On a quiet Sunday evening in November 2005, a journalist in India’s Bihar state received a panicked phone call at home.
“The Maoists have attacked the prison. People are being killed! I’m hiding in the toilet,” an inmate gasped into the mobile phone, his voice trembling. The sound of gunshots echoed in the background.
He was calling from a jail in Jehanabad, a poverty-stricken district and, at the time, a stronghold of left-wing extremism.
The crumbling, red-brick, colonial-era prison overflowed with inmates. Spread across an acre, its 13 barracks and cells were described in official reports as “dark, damp, and filthy”. Originally designed for around 230, it held up to 800 prisoners.

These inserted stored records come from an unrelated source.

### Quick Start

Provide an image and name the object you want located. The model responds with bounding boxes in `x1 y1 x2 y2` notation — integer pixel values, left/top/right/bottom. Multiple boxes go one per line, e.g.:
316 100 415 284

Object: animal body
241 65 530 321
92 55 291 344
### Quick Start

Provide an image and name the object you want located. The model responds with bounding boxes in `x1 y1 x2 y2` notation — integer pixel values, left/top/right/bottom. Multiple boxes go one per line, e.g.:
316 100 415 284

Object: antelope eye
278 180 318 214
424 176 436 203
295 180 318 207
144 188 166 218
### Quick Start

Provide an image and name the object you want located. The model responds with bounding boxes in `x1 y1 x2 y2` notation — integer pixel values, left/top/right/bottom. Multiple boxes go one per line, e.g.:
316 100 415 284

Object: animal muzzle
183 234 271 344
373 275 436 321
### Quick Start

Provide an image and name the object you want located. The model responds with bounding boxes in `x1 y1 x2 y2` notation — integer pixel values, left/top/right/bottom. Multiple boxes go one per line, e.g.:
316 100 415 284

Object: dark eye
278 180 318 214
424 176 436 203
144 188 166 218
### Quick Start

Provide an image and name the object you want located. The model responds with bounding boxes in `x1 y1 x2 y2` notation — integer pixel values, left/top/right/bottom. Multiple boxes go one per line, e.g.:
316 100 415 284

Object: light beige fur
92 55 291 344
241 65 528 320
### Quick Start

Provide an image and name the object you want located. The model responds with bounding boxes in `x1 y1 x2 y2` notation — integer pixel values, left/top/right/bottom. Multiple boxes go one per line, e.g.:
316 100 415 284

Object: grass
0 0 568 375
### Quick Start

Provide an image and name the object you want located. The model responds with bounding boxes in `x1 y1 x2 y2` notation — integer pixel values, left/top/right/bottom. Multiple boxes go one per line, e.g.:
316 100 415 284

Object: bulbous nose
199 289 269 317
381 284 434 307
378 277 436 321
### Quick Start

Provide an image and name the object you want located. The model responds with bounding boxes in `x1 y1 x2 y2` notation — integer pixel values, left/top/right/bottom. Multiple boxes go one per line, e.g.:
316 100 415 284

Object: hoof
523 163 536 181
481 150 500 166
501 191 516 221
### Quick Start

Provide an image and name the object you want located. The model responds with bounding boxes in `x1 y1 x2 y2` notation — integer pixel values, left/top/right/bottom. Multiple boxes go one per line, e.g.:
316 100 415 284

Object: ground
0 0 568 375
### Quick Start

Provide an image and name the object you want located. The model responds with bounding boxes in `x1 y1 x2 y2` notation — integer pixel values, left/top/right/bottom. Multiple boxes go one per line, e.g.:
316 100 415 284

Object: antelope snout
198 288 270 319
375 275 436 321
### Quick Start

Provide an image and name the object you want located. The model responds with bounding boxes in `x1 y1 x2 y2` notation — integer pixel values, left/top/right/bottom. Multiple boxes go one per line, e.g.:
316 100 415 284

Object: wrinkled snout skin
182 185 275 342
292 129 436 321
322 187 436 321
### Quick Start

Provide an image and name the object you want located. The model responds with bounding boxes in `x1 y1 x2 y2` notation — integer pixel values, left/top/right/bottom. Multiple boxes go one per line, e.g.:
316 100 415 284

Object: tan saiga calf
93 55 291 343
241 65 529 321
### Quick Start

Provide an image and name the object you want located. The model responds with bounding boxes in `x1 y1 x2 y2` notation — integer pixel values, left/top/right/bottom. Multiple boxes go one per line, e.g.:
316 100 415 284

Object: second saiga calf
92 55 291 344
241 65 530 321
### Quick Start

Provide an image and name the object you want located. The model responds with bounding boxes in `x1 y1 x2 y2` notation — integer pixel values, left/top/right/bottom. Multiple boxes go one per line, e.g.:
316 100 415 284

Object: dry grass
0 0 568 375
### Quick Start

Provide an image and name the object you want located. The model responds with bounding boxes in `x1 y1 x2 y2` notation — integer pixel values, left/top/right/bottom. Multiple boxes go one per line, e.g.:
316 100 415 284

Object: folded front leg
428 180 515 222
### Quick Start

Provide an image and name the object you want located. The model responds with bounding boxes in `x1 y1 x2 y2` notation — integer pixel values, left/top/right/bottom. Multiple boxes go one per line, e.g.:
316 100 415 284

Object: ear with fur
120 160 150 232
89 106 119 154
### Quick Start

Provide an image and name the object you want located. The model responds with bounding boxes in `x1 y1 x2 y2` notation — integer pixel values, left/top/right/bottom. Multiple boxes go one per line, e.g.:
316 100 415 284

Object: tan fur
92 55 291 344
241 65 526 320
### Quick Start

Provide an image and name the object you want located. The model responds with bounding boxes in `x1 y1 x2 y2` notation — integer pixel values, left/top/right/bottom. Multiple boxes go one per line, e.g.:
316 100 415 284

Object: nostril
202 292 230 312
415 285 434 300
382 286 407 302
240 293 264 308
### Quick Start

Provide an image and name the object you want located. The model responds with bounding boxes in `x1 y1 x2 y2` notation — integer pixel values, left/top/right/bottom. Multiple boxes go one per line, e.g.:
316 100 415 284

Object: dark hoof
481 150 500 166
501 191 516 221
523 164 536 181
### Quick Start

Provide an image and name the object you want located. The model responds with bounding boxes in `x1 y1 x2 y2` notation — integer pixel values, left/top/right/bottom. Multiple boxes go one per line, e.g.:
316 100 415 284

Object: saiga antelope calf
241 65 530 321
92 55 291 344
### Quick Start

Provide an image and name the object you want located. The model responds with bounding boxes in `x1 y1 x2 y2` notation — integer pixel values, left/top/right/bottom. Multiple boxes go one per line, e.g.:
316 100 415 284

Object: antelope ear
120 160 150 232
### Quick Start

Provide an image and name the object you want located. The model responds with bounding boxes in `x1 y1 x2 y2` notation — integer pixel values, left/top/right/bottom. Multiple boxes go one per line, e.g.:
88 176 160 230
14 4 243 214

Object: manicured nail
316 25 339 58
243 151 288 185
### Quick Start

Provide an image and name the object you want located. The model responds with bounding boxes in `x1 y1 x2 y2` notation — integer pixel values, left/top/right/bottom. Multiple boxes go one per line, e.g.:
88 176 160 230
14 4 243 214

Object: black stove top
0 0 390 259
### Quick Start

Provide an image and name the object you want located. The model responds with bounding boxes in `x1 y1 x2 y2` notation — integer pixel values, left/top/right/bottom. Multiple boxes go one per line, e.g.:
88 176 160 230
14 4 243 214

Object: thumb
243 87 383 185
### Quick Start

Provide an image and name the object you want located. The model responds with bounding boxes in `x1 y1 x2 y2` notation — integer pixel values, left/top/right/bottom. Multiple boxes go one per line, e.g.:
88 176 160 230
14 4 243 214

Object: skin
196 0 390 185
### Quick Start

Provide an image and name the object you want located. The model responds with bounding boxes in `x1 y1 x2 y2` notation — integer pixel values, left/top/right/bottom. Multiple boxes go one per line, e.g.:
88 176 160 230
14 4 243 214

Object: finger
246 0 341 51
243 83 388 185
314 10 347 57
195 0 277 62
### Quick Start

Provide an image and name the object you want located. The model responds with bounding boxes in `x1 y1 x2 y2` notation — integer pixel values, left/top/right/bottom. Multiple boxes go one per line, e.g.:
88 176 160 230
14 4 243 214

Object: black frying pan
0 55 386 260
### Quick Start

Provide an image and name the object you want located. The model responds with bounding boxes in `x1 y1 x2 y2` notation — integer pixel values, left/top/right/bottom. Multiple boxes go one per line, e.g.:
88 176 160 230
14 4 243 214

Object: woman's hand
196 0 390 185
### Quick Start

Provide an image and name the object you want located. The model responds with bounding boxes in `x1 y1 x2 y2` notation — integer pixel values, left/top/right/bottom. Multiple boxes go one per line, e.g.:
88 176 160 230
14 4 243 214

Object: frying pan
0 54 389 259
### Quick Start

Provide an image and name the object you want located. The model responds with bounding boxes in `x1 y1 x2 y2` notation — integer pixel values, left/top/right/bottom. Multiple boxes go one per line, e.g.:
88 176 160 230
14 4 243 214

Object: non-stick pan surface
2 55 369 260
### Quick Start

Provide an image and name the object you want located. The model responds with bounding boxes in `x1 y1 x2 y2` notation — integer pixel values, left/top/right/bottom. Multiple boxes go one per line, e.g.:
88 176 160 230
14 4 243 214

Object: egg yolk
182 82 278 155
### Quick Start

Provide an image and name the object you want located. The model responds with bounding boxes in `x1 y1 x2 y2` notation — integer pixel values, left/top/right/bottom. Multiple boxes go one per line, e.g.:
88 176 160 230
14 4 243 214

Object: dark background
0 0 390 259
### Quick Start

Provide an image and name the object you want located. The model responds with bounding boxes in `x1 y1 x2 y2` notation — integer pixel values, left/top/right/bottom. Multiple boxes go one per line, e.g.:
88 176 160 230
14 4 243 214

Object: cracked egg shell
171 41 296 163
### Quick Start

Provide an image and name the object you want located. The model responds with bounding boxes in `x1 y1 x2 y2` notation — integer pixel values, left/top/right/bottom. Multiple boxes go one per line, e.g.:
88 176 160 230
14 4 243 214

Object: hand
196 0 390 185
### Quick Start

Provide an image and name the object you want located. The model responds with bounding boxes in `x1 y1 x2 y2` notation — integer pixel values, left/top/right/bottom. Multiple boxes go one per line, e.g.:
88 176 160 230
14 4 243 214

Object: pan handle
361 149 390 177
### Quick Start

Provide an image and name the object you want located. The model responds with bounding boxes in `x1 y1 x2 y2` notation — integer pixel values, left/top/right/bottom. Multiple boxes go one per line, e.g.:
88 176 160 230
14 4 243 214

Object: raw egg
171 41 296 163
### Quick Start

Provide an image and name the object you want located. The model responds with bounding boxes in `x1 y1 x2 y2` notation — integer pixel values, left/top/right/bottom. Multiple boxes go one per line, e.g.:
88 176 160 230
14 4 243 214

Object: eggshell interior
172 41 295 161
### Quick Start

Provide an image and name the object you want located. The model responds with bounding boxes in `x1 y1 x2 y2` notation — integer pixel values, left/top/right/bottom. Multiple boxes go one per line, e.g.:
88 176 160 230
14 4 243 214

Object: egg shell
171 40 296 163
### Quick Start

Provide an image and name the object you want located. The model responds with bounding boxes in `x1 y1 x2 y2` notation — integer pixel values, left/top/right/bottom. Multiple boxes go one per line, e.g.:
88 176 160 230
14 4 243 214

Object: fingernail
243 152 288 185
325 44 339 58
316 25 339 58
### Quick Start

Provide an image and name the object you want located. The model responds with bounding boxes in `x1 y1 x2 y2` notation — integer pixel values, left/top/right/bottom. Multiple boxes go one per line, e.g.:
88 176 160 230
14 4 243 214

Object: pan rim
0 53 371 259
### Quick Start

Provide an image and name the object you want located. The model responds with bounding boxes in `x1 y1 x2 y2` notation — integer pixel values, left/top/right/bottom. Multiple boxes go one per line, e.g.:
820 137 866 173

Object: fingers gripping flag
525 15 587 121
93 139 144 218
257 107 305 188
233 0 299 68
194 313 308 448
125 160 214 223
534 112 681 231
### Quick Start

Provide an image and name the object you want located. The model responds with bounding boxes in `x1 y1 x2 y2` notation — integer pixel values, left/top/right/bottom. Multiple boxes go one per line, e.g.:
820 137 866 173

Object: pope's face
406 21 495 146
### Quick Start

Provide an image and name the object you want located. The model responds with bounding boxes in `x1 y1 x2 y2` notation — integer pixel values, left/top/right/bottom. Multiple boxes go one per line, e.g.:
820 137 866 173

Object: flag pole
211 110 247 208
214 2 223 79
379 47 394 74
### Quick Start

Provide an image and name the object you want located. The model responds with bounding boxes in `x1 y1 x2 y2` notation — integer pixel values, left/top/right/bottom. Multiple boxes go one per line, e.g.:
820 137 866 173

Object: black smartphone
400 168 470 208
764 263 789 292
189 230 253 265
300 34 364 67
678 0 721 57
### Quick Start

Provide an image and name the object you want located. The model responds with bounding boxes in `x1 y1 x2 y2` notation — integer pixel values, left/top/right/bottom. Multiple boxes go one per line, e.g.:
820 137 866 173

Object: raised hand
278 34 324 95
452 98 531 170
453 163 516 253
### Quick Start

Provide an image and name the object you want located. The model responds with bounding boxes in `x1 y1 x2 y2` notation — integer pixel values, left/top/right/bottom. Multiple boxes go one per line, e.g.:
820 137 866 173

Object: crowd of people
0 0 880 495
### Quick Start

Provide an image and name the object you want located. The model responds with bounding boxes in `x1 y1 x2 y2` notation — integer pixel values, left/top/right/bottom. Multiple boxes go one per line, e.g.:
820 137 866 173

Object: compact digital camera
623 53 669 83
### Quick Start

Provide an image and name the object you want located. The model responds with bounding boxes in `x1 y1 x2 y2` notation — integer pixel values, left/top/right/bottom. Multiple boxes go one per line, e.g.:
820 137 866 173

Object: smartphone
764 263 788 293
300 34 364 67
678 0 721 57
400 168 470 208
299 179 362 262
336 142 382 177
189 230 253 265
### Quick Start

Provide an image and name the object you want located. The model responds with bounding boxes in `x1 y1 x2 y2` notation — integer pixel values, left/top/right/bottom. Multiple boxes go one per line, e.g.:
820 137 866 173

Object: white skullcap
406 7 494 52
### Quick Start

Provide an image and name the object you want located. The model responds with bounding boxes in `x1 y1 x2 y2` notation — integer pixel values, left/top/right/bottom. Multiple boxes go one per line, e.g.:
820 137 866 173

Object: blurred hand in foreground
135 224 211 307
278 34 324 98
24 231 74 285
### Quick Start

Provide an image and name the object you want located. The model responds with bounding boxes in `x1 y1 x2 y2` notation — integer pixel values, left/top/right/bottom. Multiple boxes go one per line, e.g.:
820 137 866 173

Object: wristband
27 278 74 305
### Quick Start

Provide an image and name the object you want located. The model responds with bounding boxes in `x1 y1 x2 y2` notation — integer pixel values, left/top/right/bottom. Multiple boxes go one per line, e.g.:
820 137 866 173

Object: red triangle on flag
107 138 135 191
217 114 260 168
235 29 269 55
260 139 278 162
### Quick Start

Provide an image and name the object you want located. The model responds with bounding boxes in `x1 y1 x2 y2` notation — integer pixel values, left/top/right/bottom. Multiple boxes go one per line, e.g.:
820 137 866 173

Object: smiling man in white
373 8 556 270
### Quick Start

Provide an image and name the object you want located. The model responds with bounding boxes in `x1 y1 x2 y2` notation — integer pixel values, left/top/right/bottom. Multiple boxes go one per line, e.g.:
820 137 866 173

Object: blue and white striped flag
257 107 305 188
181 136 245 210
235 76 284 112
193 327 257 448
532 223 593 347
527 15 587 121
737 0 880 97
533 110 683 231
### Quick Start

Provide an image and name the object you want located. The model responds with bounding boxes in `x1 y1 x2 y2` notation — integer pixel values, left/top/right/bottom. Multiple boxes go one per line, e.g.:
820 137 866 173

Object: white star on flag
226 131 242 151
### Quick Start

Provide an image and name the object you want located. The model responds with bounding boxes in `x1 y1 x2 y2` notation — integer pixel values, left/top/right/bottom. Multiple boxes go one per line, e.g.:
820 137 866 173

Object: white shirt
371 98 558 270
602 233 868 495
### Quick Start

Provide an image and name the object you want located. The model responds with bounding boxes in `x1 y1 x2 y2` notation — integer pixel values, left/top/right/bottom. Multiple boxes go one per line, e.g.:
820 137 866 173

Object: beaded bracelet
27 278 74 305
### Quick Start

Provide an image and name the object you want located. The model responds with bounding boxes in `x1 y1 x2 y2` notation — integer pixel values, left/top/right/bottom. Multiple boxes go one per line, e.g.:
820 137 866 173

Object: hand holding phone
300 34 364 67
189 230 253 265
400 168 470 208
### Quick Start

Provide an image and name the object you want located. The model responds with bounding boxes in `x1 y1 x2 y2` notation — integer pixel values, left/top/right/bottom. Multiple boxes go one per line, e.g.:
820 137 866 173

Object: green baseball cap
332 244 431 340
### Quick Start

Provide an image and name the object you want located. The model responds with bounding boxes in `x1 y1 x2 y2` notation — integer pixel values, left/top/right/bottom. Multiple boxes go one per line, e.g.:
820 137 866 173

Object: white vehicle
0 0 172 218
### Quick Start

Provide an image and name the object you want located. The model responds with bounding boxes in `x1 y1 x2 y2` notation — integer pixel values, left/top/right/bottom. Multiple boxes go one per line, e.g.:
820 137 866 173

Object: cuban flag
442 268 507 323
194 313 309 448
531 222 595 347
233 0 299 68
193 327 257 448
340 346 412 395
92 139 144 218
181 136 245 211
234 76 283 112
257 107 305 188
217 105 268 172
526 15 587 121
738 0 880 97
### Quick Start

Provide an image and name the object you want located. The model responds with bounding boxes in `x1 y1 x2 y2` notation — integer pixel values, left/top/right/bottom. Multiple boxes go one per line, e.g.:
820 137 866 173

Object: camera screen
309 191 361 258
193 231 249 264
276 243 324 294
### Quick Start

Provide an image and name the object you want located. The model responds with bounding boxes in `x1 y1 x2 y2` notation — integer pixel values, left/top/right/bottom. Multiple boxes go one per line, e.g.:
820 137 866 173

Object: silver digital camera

The Maoist insurgency, which began in Naxalbari, a hamlet in West Bengal state in the late 1960s, had spread to large parts of India, including Bihar. For nearly 60 years, the guerrillas – also called Naxalites – have fought the Indian state to establish a communist society, the movement claiming at least 40,000 lives.
The Jehanabad prison was a powder keg, housing Maoists alongside their class enemies – vigilantes from upper caste Hindu private armies. All awaited trial for mutual atrocities. Like many Indian prisons, some inmates had access to mobile phones, secured through bribing the guards.
“The place is swarming with rebels. Many are simply walking out,” the inmate – one of the 659 prisoners at the time – whispered to Mr Singh.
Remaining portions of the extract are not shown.